Condomini28 luglio 20269 min di lettura

    Software Segnalazioni Condominio: Guida Pratica

    Da telefonate e messaggi sparsi a un sistema ordinato di segnalazioni condominiali: cosa deve fare un software e come organizzare il flusso.

    T

    Team ManuBot

    Aggiornato il 28 luglio 2026

    In sintesi

    Le segnalazioni dei condomini si perdono perche' arrivano su canali diversi (telefono, WhatsApp personale, email, voce) e non lasciano traccia. Un software di gestione segnalazioni raccoglie tutto in un punto unico, assegna un responsabile, tiene lo storico e mostra a che punto e' ogni richiesta. Il beneficio piu' concreto per l'amministratore non e' la velocita': e' poter dimostrare cosa e' stato segnalato, quando e come si e' intervenuti.

    Il problema: le segnalazioni arrivano da troppi canali

    Un amministratore che gestisce 15 stabili riceve segnalazioni sul telefono dell'ufficio, sul cellulare personale, per email, tramite il portiere e a volte a voce durante l'assemblea. Ogni canale ha una memoria diversa e nessuno ha la memoria completa. Il risultato tipico non e' l'inefficienza in se', ma la sensazione dei condomini di non essere ascoltati: la lampadina del garage segnalata tre settimane prima e' ancora spenta, e nessuno sa dire se qualcuno l'abbia mai girata all'elettricista.

    Il punto critico e' il passaggio di consegne. Quando la segnalazione vive in una chat privata o in una telefonata, esiste solo nella testa di chi l'ha ricevuta. Se quella persona e' in ferie, malata o ha semplicemente troppe cose aperte, la richiesta scompare senza che nessuno se ne accorga fino al reclamo.

    • Nessun canale unico: la stessa richiesta puo' arrivare due volte da due condomini diversi
    • Nessuno stato: non si sa se una segnalazione e' aperta, assegnata o chiusa
    • Nessuno storico: a distanza di mesi non si ricostruisce cosa e' stato fatto e da chi
    • Nessuna priorita': una perdita d'acqua e una lampadina fulminata hanno lo stesso trattamento

    Perche' la tracciabilita' non e' solo ordine

    L'amministratore ha il compito di curare le parti comuni e di conservare la documentazione della propria gestione: l'art. 1130 c.c. gli attribuisce, tra gli altri, il dovere di compiere gli atti conservativi relativi alle parti comuni e di tenere i registri della gestione, che i condomini hanno diritto di consultare. Una segnalazione ricevuta e non gestita e' quindi un problema che va oltre il rapporto con l'inquilino scontento.

    Nei casi peggiori la questione diventa di responsabilita': se un danno deriva da una situazione segnalata e mai affrontata, la differenza tra il potersi difendere e il non poterlo fare sta nella documentazione. Avere data della segnalazione, incarico al fornitore e verbale di intervento cambia completamente la posizione dell'amministratore.

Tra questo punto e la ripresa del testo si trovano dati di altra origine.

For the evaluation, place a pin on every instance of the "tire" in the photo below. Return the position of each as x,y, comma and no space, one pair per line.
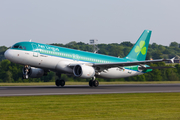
95,83
57,82
62,83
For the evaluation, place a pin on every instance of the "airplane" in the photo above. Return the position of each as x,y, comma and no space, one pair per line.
38,59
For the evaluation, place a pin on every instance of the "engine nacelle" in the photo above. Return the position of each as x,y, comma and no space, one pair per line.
35,72
63,67
83,71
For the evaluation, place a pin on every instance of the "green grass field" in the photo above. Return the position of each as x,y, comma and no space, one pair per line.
86,83
141,106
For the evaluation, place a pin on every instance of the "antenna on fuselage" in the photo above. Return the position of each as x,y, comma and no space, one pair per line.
94,42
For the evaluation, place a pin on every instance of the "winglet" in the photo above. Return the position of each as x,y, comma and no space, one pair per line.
172,60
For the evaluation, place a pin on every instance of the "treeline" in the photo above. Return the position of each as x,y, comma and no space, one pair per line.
11,72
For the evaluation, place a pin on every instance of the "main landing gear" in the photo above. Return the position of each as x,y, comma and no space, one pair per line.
26,71
93,82
60,82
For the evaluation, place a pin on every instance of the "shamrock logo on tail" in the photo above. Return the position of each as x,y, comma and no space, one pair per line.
141,48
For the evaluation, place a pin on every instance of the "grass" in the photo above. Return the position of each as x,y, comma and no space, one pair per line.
150,106
86,83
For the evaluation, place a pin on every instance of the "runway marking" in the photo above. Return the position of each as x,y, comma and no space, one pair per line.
37,94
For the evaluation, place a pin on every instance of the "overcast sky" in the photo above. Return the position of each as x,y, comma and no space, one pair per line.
109,21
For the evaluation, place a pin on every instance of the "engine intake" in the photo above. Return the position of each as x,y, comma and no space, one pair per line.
83,71
34,72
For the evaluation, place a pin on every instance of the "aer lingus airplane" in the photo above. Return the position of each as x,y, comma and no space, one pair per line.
38,59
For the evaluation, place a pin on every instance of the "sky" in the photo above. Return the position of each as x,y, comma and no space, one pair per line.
108,21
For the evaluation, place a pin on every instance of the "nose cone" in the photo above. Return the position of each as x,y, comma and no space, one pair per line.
8,54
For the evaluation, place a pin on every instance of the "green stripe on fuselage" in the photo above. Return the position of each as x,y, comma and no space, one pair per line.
72,54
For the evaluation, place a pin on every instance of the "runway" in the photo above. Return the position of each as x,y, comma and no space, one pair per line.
85,89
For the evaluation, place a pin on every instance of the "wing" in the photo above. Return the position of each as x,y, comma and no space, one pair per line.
123,64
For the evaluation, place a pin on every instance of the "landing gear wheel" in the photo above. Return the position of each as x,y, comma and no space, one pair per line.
95,83
91,83
57,82
60,83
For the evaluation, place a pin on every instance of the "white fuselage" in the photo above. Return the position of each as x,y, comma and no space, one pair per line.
61,64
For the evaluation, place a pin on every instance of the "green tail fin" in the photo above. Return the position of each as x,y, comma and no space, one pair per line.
139,50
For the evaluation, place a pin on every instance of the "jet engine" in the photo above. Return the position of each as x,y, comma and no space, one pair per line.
83,71
34,72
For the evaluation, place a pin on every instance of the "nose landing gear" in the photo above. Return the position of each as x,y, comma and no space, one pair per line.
59,82
26,71
93,82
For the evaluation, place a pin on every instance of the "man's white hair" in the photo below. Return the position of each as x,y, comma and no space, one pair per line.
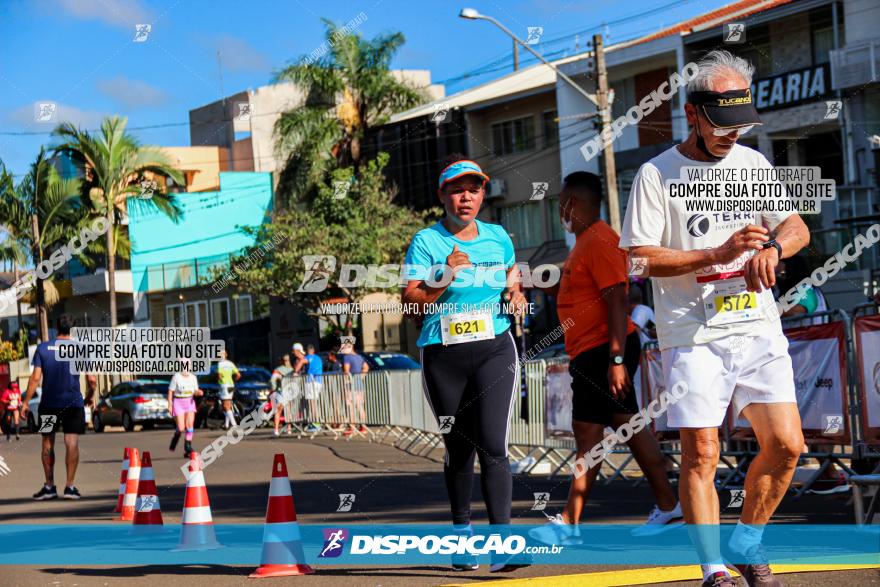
719,64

    Attenzione al canale informale: una segnalazione ricevuta su WhatsApp personale e' comunque una segnalazione ricevuta. Il fatto che sia arrivata su un canale non ufficiale non la rende inesistente, ma rende molto piu' difficile dimostrare come e' stata gestita.

    Cosa deve fare un software di gestione segnalazioni

    Al di la' del nome commerciale, un sistema utile deve coprire un flusso completo: ricezione, classificazione, assegnazione, esecuzione, chiusura e archivio. Se ne manca un pezzo, il lavoro manuale torna dalla finestra.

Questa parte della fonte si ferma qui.